Reputation: 1255
I sat up an AWS Deep Learning machine using the AMI. Now I'm trying to run the simple starter example from the TensorFlow
# Creates a graph.
a = tf.constant([1.0, 2.0, 3.0, 4.0, 5.0, 6.0], shape=[2, 3], name='a')
b = tf.constant([1.0, 2.0, 3.0, 4.0, 5.0, 6.0], shape=[3, 2], name='b')
c = tf.matmul(a, b)
# Creates a session with log_device_placement set to True.
sess = tf.Session(config=tf.ConfigProto(log_device_placement=True))
# Runs the op.
print(sess.run(c))
But it appears that my machine is not using my GPUs.

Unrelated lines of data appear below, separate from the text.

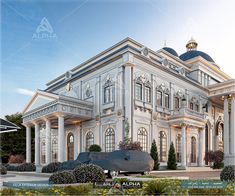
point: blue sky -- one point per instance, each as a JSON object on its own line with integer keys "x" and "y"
{"x": 87, "y": 27}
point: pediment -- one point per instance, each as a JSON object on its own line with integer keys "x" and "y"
{"x": 39, "y": 99}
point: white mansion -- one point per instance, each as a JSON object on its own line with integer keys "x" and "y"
{"x": 159, "y": 95}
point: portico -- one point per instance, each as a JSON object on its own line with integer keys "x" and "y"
{"x": 58, "y": 112}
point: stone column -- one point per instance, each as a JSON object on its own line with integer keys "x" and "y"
{"x": 28, "y": 144}
{"x": 201, "y": 152}
{"x": 226, "y": 127}
{"x": 183, "y": 146}
{"x": 233, "y": 125}
{"x": 61, "y": 139}
{"x": 48, "y": 141}
{"x": 37, "y": 144}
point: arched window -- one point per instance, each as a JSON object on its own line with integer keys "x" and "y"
{"x": 70, "y": 147}
{"x": 109, "y": 140}
{"x": 43, "y": 152}
{"x": 142, "y": 137}
{"x": 162, "y": 146}
{"x": 89, "y": 140}
{"x": 138, "y": 91}
{"x": 220, "y": 136}
{"x": 54, "y": 149}
{"x": 193, "y": 150}
{"x": 178, "y": 148}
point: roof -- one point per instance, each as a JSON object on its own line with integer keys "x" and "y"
{"x": 194, "y": 53}
{"x": 6, "y": 126}
{"x": 171, "y": 51}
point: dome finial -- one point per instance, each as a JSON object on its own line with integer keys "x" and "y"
{"x": 191, "y": 45}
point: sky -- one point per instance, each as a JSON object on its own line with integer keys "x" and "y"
{"x": 83, "y": 28}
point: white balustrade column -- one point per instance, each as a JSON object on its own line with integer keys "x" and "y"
{"x": 201, "y": 153}
{"x": 233, "y": 125}
{"x": 28, "y": 144}
{"x": 48, "y": 141}
{"x": 183, "y": 146}
{"x": 61, "y": 139}
{"x": 226, "y": 126}
{"x": 37, "y": 144}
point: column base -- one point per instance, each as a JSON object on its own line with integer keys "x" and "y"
{"x": 229, "y": 159}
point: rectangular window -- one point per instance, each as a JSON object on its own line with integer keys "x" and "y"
{"x": 159, "y": 98}
{"x": 176, "y": 102}
{"x": 138, "y": 91}
{"x": 148, "y": 94}
{"x": 166, "y": 100}
{"x": 108, "y": 94}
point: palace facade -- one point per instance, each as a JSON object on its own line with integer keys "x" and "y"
{"x": 186, "y": 99}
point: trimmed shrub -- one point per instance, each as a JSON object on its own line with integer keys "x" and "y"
{"x": 27, "y": 167}
{"x": 51, "y": 167}
{"x": 227, "y": 174}
{"x": 3, "y": 170}
{"x": 62, "y": 177}
{"x": 77, "y": 190}
{"x": 95, "y": 148}
{"x": 171, "y": 163}
{"x": 129, "y": 145}
{"x": 89, "y": 173}
{"x": 154, "y": 155}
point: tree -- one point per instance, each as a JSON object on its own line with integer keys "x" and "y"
{"x": 14, "y": 143}
{"x": 154, "y": 155}
{"x": 171, "y": 163}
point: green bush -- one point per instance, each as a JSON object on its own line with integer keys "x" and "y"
{"x": 171, "y": 163}
{"x": 155, "y": 188}
{"x": 89, "y": 173}
{"x": 26, "y": 167}
{"x": 154, "y": 155}
{"x": 3, "y": 170}
{"x": 62, "y": 177}
{"x": 51, "y": 167}
{"x": 77, "y": 190}
{"x": 95, "y": 148}
{"x": 227, "y": 174}
{"x": 8, "y": 191}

MatMul_2: (MatMul): /job:localhost/replica:0/task:0/cpu:0 2017-07-09 00:51:03.830238: I tensorflow/core/common_runtime/simple_placer.cc:847] MatMul_2: (MatMul)/job:localhost/replica:0/task:0/cpu:0 MatMul_1: (MatMul): /job:localhost/replica:0/task:0/cpu:0 2017-07-09 00:51:03.830259: I tensorflow/core/common_runtime/simple_placer.cc:847] MatMul_1: (MatMul)/job:localhost/replica:0/task:0/cpu:0 MatMul: (MatMul): /job:localhost/replica:0/task:0/cpu:0 2017-07-09 00:51:03.830271: I tensorflow/core/common_runtime/simple_placer.cc:847] MatMul: (MatMul)/job:localhost/replica:0/task:0/cpu:0 b_2: (Const): /job:localhost/replica:0/task:0/cpu:0 2017-07-09 00:51:03.830283: I tensorflow/core/common_runtime/simple_placer.cc:847] b_2: (Const)/job:localhost/replica:0/task:0/cpu:0 a_2: (Const): /job:localhost/replica:0/task:0/cpu:0 2017-07-09 00:51:03.830312: I tensorflow/core/common_runtime/simple_placer.cc:847] a_2: (Const)/job:localhost/replica:0/task:0/cpu:0 b_1: (Const): /job:localhost/replica:0/task:0/cpu:0 2017-07-09 00:51:03.830324: I tensorflow/core/common_runtime/simple_placer.cc:847] b_1: (Const)/job:localhost/replica:0/task:0/cpu:0 a_1: (Const): /job:localhost/replica:0/task:0/cpu:0 2017-07-09 00:51:03.830337: I tensorflow/core/common_runtime/simple_placer.cc:847] a_1: (Const)/job:localhost/replica:0/task:0/cpu:0 b: (Const): /job:localhost/replica:0/task:0/cpu:0 2017-07-09 00:51:03.830348: I tensorflow/core/common_runtime/simple_placer.cc:847] b: (Const)/job:localhost/replica:0/task:0/cpu:0 a: (Const): /job:localhost/replica:0/task:0/cpu:0 2017-07-09 00:51:03.830358: I tensorflow/core/common_runtime/simple_placer.cc:847] a: (Const)/job:localhost/replica:0/task:0/cpu:0
If I try to manually specify GPU with with tf.device('/gpu:0'):
I get the following error:
InvalidArgumentError: Cannot assign a device for operation 'MatMul_3': Operation was explicitly assigned to /device:GPU:0 but available devices are [ /job:localhost/replica:0/task:0/cpu:0 ]. Make sure the device specification refers to a valid device. [[Node: MatMul_3 = MatMul[T=DT_FLOAT, transpose_a=false, transpose_b=false, _device="/device:GPU:0"](a_3, b_3)]]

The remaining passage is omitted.